Quantitative ultrasound (QUS) is an imaging technique which includes spectral-based parameterization. Typical spectral-based parameters include the backscatter coefficient (BSC) and attenuation coefficient slope (ACS). Traditionally, spectral-based QUS relies on the radio frequency (RF) signal to calculate the spectral-based parameters. Many clinical and research scanners only provide the in-phase and quadrature (IQ) signal. To acquire the RF data, the common approach is to convert IQ signal back into RF signal via mixing with a carrier frequency. In this study, we hypothesize that the performance, that is, accuracy and precision, of spectral-based parameters calculated directly from IQ data is as good as or better than using converted RF data. To test this hypothesis, estimation of the BSC and ACS using RF and IQ data from software, physical phantoms and in vivo rabbit data were analyzed and compared. The results indicated that there were only small differences in estimates of the BSC between when using the original RF, the IQ derived from the original RF and the RF reconverted from the IQ, that is, root mean square errors (RMSEs) were less than 0.04. Furthermore, the structural similarity index measure (SSIM) was calculated for ACS maps with a value greater than 0.96 for maps created using the original RF, IQ data and reconverted RF. On the other hand, the processing time using the IQ data compared to RF data were substantially less, that is, reduced by more than a factor of two.
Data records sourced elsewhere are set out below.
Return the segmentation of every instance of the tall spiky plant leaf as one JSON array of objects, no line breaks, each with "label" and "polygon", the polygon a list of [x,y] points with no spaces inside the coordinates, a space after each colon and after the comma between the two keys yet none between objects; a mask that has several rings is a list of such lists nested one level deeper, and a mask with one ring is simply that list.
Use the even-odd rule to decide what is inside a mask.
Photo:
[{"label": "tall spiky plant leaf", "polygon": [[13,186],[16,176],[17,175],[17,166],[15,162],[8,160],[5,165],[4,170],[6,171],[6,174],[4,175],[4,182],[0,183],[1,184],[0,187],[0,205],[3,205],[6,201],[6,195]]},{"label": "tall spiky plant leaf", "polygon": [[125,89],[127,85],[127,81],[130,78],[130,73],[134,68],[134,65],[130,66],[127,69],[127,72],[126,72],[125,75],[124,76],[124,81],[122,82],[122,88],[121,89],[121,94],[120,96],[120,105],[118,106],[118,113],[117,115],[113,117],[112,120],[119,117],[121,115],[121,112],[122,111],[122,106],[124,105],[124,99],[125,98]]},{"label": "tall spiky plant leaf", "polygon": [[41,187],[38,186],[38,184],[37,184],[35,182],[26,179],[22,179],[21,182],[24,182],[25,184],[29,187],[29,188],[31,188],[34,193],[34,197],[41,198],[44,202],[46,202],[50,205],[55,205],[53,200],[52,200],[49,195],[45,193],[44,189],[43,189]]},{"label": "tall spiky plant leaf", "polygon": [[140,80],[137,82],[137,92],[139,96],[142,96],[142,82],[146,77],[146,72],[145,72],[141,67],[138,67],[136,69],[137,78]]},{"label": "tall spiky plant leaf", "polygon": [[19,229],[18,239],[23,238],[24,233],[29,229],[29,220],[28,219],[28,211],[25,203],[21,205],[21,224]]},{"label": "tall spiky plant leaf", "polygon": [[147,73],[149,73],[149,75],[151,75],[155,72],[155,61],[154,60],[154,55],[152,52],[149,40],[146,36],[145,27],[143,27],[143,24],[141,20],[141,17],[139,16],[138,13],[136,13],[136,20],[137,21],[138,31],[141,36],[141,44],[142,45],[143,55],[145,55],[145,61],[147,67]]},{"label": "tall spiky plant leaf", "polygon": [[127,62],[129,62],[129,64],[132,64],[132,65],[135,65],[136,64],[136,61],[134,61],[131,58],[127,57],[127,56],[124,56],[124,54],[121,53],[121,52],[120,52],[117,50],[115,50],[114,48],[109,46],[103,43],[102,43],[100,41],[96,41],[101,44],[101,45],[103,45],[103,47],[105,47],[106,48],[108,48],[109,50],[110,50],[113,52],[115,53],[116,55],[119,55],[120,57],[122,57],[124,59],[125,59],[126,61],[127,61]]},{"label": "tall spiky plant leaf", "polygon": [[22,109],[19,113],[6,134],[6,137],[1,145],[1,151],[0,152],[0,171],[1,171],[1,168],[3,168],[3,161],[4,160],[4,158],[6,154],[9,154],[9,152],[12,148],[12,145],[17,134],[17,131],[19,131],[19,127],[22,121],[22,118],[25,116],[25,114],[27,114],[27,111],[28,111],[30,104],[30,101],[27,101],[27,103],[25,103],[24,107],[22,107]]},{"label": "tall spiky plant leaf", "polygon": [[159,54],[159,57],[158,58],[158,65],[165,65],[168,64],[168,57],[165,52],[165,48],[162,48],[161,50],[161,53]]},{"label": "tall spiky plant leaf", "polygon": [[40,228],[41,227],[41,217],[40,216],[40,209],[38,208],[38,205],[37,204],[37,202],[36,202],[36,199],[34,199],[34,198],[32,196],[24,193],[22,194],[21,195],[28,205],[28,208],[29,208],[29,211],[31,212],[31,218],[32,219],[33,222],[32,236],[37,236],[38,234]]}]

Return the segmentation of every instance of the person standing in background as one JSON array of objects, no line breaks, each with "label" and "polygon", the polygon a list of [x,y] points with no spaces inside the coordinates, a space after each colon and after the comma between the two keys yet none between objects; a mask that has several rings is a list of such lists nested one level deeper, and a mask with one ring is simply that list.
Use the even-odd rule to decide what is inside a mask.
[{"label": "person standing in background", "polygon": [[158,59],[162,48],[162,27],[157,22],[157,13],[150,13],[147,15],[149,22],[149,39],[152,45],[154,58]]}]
Therefore, this study confirms two things: (1) there is no need to convert IQ data back to RF data for conducting spectral-based QUS analysis, because the conversion from IQ back into RF data can introduce artifacts. (2) For the implementation of real-time QUS, there is an advantage to convert the original RF data into IQ data to conduct spectral-based QUS analysis because IQ data-based QUS can improve processing speed.